Hacker News new | ask | show | jobs
by paulddraper 2390 days ago
Also a law that the author is thinking of one and only one programming language.

> String length is typically determined by counting codepoints.

That depends entirely on what "strings" you are talking about.

In C/Go/Rust/Ruby, char*/string/std::string::String/String is bytes.

In Java/JavaScript, java.lang.String/String is UTF-16 code units.

In Python 3, str is code points.

In Swift, String is extended grapheme clusters.

In Haskell, there are various different "string" types in common use.

And in C++, std::basic_string is a generic container for whatever element type you want. (std::string specialization being for bytes.)

EDIT: Clarified that I don't disagree with parent comment; merely pointing out additional less-than-precise language.

3 comments

Sure, different languages have various, usually bad, definitions of length.

The point is that those two sentences themselves in the article are conflicting with each other, not that we're talking about any language in particular. (But certainly the article could go into a survey of common languages like you have.)

I think Rust strings are all Unicode native, though they can be transmuted to bytes.
It's a bit of both. Rust strings are (guaranteed valid) UTF-8 bytes.

str.len() returns the number of bytes; s.chars().count() returns the number of characters.

I'm in love with Swift's approach, where the default representation is a well defined thing that both users and developers think of as "characters", but all the other representations are trivially accessible.
I disagree. Grapheme clusters are locale-dependent, much like string collation is locale-dependent.
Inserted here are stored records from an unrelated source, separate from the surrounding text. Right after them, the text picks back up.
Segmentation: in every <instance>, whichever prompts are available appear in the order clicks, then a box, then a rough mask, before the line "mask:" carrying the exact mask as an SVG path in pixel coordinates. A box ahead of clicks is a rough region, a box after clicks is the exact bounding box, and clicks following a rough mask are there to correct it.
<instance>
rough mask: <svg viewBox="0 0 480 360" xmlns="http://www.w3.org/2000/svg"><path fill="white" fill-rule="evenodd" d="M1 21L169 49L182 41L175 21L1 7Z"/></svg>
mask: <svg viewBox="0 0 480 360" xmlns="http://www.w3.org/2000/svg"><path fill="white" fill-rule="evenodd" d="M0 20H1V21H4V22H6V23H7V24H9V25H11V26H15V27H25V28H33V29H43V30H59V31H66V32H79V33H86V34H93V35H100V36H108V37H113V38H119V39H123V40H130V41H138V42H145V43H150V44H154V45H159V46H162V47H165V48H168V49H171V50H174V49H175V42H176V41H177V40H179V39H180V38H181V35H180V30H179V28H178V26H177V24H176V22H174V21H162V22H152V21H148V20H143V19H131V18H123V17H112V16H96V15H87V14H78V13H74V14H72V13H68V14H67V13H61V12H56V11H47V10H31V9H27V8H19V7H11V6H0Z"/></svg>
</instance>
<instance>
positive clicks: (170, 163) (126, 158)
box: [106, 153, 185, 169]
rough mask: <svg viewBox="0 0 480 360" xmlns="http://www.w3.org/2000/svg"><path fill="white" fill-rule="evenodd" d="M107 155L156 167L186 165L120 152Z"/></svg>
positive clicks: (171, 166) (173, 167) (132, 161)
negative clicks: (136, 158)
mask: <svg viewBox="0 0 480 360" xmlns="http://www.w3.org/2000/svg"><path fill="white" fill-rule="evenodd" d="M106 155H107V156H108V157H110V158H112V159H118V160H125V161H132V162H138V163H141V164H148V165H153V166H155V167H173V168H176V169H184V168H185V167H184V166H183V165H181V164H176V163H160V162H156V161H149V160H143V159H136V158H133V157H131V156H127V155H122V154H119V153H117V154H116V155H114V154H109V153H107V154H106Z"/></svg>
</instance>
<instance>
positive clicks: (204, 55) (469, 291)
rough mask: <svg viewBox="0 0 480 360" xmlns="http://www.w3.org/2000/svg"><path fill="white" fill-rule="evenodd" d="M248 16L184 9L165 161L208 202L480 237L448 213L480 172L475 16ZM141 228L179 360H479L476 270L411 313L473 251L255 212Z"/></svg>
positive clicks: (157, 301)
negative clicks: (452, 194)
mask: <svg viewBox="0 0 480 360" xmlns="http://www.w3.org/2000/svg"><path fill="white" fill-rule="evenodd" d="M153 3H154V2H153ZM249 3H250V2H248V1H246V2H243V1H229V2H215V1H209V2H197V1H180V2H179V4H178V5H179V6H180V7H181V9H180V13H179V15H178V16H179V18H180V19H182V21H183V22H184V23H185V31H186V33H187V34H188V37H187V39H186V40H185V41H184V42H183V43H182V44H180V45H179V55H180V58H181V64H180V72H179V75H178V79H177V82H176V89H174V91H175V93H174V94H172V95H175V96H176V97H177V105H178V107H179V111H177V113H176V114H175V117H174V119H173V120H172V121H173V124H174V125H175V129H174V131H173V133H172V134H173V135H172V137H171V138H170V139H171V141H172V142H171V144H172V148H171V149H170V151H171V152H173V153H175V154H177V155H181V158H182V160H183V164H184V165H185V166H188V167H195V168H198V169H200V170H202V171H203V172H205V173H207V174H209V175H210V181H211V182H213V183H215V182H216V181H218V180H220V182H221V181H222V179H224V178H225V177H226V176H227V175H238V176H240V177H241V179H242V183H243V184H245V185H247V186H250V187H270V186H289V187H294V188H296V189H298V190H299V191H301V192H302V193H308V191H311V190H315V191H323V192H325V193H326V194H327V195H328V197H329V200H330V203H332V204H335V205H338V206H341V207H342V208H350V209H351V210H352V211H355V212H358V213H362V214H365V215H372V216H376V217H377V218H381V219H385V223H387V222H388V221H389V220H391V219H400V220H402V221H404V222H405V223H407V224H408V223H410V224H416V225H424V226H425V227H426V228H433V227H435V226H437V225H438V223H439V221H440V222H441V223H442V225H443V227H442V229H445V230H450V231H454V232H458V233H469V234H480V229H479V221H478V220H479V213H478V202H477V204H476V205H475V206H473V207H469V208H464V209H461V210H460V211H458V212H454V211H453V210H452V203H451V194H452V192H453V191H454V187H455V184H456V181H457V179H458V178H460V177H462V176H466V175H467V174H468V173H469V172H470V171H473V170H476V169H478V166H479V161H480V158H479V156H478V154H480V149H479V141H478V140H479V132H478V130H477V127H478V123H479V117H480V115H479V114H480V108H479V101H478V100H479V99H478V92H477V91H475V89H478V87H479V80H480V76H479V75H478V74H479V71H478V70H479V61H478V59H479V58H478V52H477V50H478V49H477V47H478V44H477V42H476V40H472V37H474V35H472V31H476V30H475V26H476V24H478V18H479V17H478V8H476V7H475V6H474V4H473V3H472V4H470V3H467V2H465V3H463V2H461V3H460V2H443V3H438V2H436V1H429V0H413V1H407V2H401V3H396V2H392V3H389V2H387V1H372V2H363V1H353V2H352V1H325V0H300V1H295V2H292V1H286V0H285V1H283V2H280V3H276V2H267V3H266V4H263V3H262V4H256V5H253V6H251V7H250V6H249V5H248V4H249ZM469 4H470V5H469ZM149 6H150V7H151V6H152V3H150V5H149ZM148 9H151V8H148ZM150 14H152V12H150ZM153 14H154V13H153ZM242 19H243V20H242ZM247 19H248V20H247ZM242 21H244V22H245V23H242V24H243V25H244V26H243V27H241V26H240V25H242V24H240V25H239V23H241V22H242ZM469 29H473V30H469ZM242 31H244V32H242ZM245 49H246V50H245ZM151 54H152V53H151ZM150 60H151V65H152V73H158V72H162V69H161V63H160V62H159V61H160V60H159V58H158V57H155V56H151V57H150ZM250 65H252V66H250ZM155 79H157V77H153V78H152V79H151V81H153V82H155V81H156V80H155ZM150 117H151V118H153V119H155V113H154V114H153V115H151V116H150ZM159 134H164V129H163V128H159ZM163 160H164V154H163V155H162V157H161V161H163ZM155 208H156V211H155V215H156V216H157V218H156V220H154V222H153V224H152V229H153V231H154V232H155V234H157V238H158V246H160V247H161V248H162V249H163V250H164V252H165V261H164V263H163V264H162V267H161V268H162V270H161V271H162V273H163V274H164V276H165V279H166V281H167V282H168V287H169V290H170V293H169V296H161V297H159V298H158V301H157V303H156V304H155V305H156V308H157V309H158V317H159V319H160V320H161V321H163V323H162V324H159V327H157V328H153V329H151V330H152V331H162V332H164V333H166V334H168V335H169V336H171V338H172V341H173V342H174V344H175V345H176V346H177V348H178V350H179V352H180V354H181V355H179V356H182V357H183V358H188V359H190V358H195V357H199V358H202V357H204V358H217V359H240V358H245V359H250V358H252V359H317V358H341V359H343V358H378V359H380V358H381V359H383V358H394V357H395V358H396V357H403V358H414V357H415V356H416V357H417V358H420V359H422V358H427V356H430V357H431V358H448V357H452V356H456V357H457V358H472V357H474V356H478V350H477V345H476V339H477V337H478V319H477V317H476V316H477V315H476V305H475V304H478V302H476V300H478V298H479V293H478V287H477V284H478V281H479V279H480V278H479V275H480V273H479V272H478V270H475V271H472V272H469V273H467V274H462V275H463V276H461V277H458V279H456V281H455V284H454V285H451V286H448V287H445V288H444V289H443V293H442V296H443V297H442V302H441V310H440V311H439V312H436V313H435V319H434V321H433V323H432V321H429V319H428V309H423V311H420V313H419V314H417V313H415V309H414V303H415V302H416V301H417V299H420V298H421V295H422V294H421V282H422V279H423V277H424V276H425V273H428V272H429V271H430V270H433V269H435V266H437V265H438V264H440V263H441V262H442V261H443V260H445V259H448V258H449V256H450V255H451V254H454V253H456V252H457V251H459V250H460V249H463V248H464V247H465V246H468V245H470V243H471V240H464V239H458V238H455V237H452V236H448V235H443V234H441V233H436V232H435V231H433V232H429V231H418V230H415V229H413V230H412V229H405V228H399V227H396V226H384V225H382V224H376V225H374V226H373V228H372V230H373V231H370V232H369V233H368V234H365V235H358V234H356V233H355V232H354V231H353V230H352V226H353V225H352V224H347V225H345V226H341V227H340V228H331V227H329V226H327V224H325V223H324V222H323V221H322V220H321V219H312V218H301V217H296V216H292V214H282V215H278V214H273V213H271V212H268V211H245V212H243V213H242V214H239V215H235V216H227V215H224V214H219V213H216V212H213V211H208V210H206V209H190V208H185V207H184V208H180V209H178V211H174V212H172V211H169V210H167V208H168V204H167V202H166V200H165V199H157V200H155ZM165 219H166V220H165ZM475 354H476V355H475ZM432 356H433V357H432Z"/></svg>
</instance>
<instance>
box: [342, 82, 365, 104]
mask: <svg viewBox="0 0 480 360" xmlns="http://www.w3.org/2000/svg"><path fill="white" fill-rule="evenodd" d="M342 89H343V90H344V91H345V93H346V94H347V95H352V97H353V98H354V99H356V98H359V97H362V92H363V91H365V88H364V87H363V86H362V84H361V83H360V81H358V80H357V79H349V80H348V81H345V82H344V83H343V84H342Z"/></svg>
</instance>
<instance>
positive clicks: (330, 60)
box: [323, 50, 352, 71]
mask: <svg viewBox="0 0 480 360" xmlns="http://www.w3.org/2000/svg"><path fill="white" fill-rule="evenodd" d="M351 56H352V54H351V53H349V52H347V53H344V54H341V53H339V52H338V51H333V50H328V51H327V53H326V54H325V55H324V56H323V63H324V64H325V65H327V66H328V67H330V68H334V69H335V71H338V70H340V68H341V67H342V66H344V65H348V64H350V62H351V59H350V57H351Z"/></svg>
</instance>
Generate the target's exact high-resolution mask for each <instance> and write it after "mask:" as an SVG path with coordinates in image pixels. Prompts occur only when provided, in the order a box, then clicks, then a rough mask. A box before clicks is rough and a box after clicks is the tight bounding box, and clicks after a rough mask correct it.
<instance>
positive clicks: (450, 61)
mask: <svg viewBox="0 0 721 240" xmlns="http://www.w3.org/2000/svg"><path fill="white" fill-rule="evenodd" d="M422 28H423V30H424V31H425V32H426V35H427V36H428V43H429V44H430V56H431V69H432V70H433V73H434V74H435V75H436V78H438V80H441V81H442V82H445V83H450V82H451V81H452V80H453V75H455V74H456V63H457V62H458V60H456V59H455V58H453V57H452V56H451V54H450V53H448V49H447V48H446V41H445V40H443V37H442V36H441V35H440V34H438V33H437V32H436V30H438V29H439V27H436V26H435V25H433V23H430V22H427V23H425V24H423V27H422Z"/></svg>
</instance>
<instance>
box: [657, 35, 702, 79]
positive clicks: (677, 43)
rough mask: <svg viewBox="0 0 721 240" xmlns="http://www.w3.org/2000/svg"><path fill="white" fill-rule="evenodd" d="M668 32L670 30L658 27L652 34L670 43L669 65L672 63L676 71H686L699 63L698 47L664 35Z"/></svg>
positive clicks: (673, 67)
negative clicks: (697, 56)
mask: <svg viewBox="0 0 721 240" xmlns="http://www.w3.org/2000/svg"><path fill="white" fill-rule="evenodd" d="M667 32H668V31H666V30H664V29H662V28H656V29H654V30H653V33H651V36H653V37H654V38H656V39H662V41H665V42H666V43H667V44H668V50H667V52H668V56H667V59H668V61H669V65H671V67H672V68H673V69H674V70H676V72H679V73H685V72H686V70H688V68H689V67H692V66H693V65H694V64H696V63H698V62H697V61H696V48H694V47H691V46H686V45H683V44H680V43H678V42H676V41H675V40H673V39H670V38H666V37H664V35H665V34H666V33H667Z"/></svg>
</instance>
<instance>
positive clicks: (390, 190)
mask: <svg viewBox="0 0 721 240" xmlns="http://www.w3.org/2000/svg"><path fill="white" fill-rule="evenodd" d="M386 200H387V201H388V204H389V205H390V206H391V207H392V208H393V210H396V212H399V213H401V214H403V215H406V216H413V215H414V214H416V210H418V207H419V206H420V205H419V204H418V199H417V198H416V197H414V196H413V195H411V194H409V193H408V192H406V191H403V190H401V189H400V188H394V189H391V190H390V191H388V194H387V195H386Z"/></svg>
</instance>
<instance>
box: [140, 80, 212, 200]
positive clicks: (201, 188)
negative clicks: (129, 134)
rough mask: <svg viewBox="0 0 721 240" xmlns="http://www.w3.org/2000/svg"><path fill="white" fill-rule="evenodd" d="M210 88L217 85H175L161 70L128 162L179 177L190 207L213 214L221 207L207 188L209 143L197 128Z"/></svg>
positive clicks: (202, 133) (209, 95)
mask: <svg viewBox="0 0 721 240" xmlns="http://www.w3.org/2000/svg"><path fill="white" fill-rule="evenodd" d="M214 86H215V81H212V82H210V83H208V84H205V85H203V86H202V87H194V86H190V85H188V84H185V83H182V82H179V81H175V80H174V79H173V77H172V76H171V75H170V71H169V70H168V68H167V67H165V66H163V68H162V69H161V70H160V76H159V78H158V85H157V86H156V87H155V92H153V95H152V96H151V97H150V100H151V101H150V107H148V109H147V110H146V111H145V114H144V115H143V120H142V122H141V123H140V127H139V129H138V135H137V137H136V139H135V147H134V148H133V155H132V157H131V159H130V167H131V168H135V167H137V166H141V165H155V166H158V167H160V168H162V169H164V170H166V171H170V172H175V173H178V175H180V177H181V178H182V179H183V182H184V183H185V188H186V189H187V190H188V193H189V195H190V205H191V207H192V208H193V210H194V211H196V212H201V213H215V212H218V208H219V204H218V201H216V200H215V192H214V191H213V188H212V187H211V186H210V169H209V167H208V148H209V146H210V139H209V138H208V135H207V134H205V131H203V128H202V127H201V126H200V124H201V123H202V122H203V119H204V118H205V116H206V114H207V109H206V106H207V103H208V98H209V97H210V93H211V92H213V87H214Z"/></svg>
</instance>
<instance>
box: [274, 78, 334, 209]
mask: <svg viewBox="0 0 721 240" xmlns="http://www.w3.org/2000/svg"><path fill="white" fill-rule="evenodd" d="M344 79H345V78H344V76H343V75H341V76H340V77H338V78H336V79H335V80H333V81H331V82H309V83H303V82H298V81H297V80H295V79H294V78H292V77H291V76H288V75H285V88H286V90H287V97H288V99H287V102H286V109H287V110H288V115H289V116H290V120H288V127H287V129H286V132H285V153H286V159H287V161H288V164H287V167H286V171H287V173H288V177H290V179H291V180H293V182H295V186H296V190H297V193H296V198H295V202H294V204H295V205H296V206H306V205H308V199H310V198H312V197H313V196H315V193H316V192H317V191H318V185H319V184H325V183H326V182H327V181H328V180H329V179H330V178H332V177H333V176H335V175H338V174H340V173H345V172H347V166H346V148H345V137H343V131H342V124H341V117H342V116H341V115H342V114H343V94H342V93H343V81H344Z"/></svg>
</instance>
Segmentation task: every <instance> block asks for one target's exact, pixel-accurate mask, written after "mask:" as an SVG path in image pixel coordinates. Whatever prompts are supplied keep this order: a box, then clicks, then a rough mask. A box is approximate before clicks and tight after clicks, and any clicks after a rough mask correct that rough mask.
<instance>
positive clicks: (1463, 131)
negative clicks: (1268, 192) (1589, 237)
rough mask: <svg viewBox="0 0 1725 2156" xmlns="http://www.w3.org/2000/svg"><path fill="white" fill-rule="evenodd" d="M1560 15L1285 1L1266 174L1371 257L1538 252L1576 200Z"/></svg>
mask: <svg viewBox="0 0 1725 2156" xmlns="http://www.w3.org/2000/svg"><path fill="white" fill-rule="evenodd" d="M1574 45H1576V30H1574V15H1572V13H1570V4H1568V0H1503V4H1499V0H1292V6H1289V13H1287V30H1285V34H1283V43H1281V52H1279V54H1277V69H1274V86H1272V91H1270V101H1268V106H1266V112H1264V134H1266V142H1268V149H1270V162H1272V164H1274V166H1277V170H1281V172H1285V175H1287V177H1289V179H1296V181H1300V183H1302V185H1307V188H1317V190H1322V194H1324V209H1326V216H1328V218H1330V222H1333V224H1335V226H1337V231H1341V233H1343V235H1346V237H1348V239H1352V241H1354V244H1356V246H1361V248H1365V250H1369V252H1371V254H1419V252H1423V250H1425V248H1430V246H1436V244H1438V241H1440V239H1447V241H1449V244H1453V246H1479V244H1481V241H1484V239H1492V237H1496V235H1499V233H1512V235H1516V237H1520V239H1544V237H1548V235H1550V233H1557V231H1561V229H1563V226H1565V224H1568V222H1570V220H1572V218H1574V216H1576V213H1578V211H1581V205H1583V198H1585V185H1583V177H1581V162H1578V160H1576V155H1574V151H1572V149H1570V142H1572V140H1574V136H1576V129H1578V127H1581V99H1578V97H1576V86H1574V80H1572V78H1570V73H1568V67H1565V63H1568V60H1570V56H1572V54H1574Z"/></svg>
What Unicode gives you by default, the (extended) grapheme cluster, is as useful as the DUCET (Default Unicode Collation Element Table); while you can live with them, you would be unsatisfied. In fact there are tons of Unicode bugs that can't be corrected due to the compatibility reason, and can only be fixed via tailored locale-dependent schemes.

I would like to avoid locales in the language core. It would be great to have locale stuffs in the standard library, but without locale information you can't treat strings as (human) texts.

Can you give examples of locale-dependent things, or issues with extended grapheme clusters?
Hangul normalization and collation is broken in Unicode, albeit for slightly different reasons. The Unicode Collation Algorithm explictly devotes two sections related to Hangul; the first section, for "trailing weights" [1], is recommended for the detailed explanation.

The Unicode Text Segmentation standard [2] explicitly mentions that Indic aksaras [3] require the tailoring to grapheme clusters. Depending on the view, you can also consider orthographic digraphs as examples (Dutch "ij" is sometimes considered a single character for example).

[1] https://www.unicode.org/reports/tr10/#Trailing_Weights

[2] https://unicode.org/reports/tr29/

[3] https://en.wikipedia.org/wiki/Aksara#Grammatical_tradition

For example, the text "ch" (U+0063 U+0068) is two grapheme clusters in English contexts, but one grapheme cluster in Czech contexts, collated between "h" and "i". [1]

According to Unicode, the text "Chemie" is written exactly the same whether it's the German or the Czech word. However, a German will say it has six letters and a Czech will say it has five.

Unicode provided a unified way to express international characters within the same text, but the context (i.e. locale) external to the text is still required to sensibly collate and manipulate it according to human sensibilities.

The default definition of grapheme clusters is simply a compromise for a global, locale-less understanding of collation/manipulation of Unicode characters.

> The Unicode definitions of grapheme clusters are defaults: not meant to exclude the use of more sophisticated definitions of tailored grapheme clusters where appropriate. Such definitions may more precisely match the user expectations within individual languages for given processes. For example, “ch” may be considered a grapheme cluster in Slovak, for processes such as collation. The default definitions are, however, designed to provide a much more accurate match to overall user expectations for what the user perceives of as characters than is provided by individual Unicode code points.

> Note: The default Unicode grapheme clusters were previously referred to as "locale-independent graphemes." The term cluster is used to emphasize that the term grapheme is used differently in linguistics. For simplicity and to align terminology with Unicode Technical Standard #10, “Unicode Collation Algorithm” [UTS10], the terms default and tailored are preferred over locale-independent and locale-dependent, respectively.

[1] https://en.wikipedia.org/wiki/Ch_(digraph)

[2] http://www.unicode.org/reports/tr29/

Agreed. Normal "text" operations tend to work quite well.

And the other forms are accessible, e.g. if you write a text-based parser (XML, JSON, etc.), you'll probably want String.unicodeScalars.